Südländisches Flair

Eintracht Frankfurt ist am gestrigen Mittwoch vom DFB Sportgericht wieder einmal zu einer Geldstrafe in Höhe von 10.000 € wegen dem Abrennen von Pyrotechnik verurteilt worden.

“Nochmalige Verfehlungen dieser Art könnten erhebliche Folgen haben“ so Vorstandsmitglied Klaus Lötzbeier in einer Pressemitteilung. „Das Konto an Vorbelastungen ist jetzt prall gefüllt und die Lage ist ernster, als mancher denkt. Wir bewegen uns auf einem sehr schmalen Grat.“ Der Grat is so schmal, dass die Eintracht beim nächsten Mal mit erheblich höheren Strafen rechnen muss. Selbst ein Geisterspiel oder Punktabzug ist nicht ausgeschlossen.

Die Zeiten wo Pyrotechnik fester Bestandteil einer Fankurve war sind schon lange vorbei. Die Zahl derjenigen, die das Abbrennen von Bengalos, Rauchpulver oder Böllern gut heißen, ist eine geringe. Aber das Verhalten dieser wenigen Fans schadet im Endeffekt allen. Verein, Kurve und letztendlich auch den Zündlern, denen lange Stadionverbote drohen.

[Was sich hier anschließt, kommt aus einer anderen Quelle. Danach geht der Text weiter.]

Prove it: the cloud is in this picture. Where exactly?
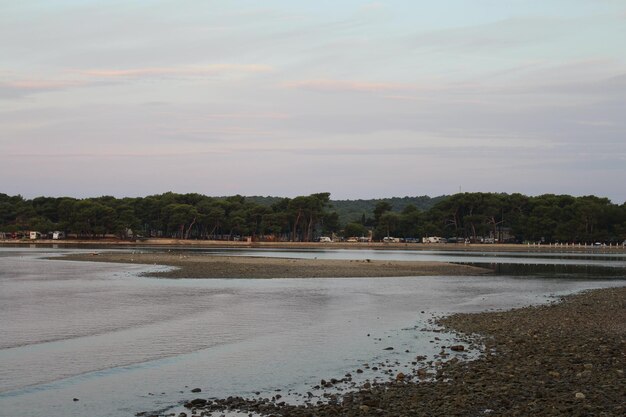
[0,79,85,99]
[79,64,272,78]
[283,79,415,93]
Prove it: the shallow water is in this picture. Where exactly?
[0,248,624,417]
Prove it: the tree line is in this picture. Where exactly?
[0,192,626,243]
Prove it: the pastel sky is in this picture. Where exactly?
[0,0,626,204]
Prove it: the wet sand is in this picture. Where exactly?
[58,252,491,278]
[178,287,626,417]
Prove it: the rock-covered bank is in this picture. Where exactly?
[155,287,626,417]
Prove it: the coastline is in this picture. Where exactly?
[57,252,492,278]
[172,287,626,417]
[6,238,626,254]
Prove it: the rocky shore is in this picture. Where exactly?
[58,252,491,278]
[150,287,626,417]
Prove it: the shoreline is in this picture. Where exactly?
[0,238,626,254]
[169,287,626,417]
[56,252,492,279]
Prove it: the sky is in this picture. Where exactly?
[0,0,626,204]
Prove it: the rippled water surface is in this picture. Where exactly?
[0,248,625,417]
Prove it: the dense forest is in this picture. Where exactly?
[0,192,626,243]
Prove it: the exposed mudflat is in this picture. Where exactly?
[172,287,626,417]
[55,252,491,278]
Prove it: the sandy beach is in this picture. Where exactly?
[8,238,626,254]
[58,252,491,278]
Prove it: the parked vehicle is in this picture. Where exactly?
[422,236,448,243]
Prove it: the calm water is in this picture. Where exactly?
[0,248,626,417]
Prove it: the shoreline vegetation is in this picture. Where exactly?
[163,287,626,417]
[0,238,626,254]
[58,252,492,278]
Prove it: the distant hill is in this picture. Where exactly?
[246,195,450,224]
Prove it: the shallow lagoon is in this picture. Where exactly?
[0,248,625,417]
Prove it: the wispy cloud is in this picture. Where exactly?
[0,79,86,99]
[79,64,273,78]
[283,79,415,93]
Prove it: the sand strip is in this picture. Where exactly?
[52,252,491,278]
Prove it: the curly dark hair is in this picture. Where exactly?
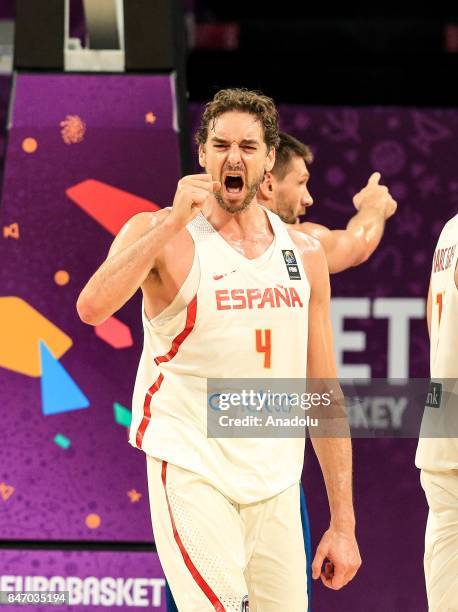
[272,132,313,180]
[196,88,280,149]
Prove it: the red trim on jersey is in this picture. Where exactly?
[135,295,197,448]
[162,461,226,612]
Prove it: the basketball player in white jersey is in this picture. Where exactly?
[257,132,397,274]
[415,215,458,612]
[77,90,361,612]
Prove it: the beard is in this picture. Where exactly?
[213,170,264,214]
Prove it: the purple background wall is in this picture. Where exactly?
[0,75,179,542]
[0,77,458,612]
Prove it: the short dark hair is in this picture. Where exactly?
[272,132,313,180]
[196,88,280,149]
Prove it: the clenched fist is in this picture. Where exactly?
[353,172,398,219]
[169,174,221,227]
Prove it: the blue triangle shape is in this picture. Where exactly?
[40,340,89,415]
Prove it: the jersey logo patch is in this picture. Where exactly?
[281,249,301,280]
[426,381,442,408]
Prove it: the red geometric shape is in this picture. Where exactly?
[95,317,134,348]
[65,179,161,236]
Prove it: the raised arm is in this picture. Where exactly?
[294,232,361,589]
[295,172,397,274]
[76,174,220,325]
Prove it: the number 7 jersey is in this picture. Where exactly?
[129,209,310,503]
[415,215,458,471]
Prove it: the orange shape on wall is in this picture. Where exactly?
[0,296,73,377]
[95,317,134,348]
[65,179,161,236]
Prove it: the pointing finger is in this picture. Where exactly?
[367,172,382,185]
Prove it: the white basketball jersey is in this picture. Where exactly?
[129,210,310,503]
[415,215,458,471]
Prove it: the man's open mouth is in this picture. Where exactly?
[224,174,243,193]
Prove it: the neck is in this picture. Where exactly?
[202,196,270,237]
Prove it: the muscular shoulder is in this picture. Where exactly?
[288,229,329,285]
[288,229,323,258]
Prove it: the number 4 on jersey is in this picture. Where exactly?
[436,291,445,325]
[256,329,272,368]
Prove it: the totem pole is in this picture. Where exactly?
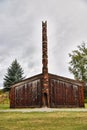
[42,21,49,107]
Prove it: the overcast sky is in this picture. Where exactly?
[0,0,87,87]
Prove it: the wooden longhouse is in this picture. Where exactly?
[10,22,84,108]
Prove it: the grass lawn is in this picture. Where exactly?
[0,112,87,130]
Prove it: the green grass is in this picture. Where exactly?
[0,112,87,130]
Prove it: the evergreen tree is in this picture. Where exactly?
[69,43,87,97]
[4,59,24,91]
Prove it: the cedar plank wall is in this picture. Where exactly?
[10,74,84,108]
[49,74,84,108]
[10,74,42,108]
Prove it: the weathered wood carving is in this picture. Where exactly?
[10,22,84,108]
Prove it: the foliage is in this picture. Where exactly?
[0,111,87,130]
[69,43,87,81]
[4,59,24,91]
[69,43,87,97]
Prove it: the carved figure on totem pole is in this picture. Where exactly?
[42,21,49,107]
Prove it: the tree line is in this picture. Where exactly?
[3,42,87,96]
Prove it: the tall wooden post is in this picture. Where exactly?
[42,21,49,107]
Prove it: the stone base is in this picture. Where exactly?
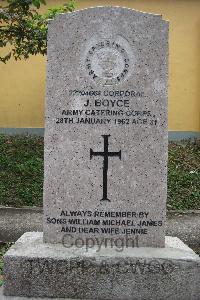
[4,232,200,300]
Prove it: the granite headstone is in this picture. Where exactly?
[44,7,168,247]
[4,7,200,300]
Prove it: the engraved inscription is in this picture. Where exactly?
[85,40,130,85]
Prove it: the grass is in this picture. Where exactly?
[0,135,43,206]
[0,135,200,210]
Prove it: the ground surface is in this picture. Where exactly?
[0,135,200,209]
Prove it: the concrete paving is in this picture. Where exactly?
[0,207,200,249]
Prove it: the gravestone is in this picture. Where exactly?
[4,7,200,300]
[44,7,168,247]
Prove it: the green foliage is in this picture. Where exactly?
[0,135,200,210]
[168,140,200,209]
[0,0,75,63]
[0,135,43,206]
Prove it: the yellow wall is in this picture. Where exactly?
[0,0,200,132]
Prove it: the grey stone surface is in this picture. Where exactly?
[0,207,200,253]
[0,287,72,300]
[44,7,168,247]
[4,233,200,300]
[0,206,43,243]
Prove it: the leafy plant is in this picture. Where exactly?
[0,0,75,63]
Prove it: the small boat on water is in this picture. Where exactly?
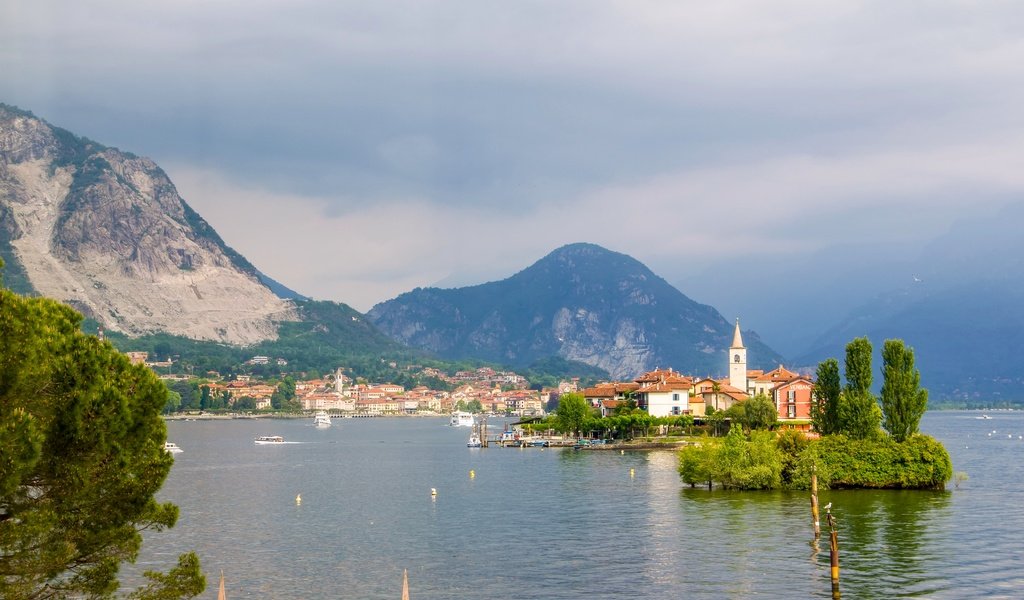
[256,435,285,444]
[449,411,476,427]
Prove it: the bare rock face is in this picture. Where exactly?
[0,104,295,345]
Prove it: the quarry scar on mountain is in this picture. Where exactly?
[0,105,296,345]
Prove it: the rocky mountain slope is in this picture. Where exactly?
[0,104,296,344]
[368,244,781,378]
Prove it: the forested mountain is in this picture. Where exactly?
[368,244,781,378]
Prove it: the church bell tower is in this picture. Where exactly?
[729,316,746,393]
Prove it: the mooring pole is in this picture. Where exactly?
[825,502,839,598]
[811,466,821,540]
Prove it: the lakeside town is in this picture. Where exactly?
[140,319,813,429]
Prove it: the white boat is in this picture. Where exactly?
[449,411,476,427]
[256,435,285,444]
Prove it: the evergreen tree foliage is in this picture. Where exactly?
[839,338,882,439]
[555,393,591,435]
[846,338,871,395]
[882,340,928,441]
[811,358,843,435]
[0,272,204,599]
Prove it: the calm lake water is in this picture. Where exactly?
[126,412,1024,600]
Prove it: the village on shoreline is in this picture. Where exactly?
[148,319,814,430]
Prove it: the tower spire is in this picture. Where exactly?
[729,316,743,348]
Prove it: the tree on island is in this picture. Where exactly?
[555,393,590,435]
[811,358,843,435]
[0,258,205,598]
[839,338,882,439]
[882,340,928,441]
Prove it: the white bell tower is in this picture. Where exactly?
[729,316,746,393]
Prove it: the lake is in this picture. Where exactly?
[132,412,1024,600]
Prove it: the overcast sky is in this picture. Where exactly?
[0,0,1024,316]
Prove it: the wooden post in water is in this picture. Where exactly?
[811,467,821,540]
[825,502,839,598]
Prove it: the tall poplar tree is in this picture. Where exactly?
[840,338,882,439]
[0,260,205,599]
[882,340,928,441]
[811,358,843,435]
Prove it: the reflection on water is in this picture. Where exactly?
[132,413,1024,599]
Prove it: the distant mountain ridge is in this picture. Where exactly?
[798,203,1024,402]
[0,104,297,345]
[367,244,782,378]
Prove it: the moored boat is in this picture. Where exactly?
[449,411,476,427]
[256,435,285,444]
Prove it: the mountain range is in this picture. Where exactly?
[367,244,782,379]
[0,104,1024,399]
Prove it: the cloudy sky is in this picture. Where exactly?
[0,0,1024,325]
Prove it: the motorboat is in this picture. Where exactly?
[449,411,476,427]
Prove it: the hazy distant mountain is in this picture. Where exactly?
[0,104,297,344]
[798,204,1024,399]
[368,244,781,378]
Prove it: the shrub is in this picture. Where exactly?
[813,435,952,489]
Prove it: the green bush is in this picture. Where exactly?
[805,435,953,489]
[679,424,782,489]
[679,426,952,489]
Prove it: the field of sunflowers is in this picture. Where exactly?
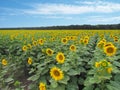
[0,30,120,90]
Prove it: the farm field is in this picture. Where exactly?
[0,30,120,90]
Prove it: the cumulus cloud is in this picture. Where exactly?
[23,1,120,14]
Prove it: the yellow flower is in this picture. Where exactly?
[38,39,44,45]
[32,41,37,46]
[39,83,46,90]
[22,45,27,51]
[80,38,83,44]
[28,57,32,65]
[70,45,76,51]
[107,67,113,73]
[104,42,114,47]
[50,67,64,81]
[27,44,32,49]
[104,45,116,56]
[61,38,68,44]
[46,48,53,56]
[2,59,7,66]
[101,60,108,67]
[95,62,100,68]
[56,52,65,63]
[83,39,88,45]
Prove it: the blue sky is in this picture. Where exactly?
[0,0,120,28]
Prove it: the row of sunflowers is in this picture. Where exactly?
[0,30,120,90]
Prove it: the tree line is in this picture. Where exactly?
[0,24,120,30]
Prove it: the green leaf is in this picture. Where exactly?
[58,75,70,84]
[28,75,40,81]
[83,85,94,90]
[5,78,14,83]
[68,69,80,75]
[50,79,58,88]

Während die heimischen Medien bei Weltmeisterschaften oder Spielen der italienischen Serie A immer wieder von einem „südländischen Flair“ sprechen ist das Zündeln in deutschen Stadien jedoch verpöhnt und die Verantwortlichen werden als Hooligans und Krawallmacher verurteilt.

Doch während das Zündeln im heimischen Stadion komplett eingestellt wurde, dient es in den Stadien verfeindeter Fangruppen wie Nürnberg oder Karlsruhe mehr zum provozieren als der Schaffung südländischer Verhältnisse.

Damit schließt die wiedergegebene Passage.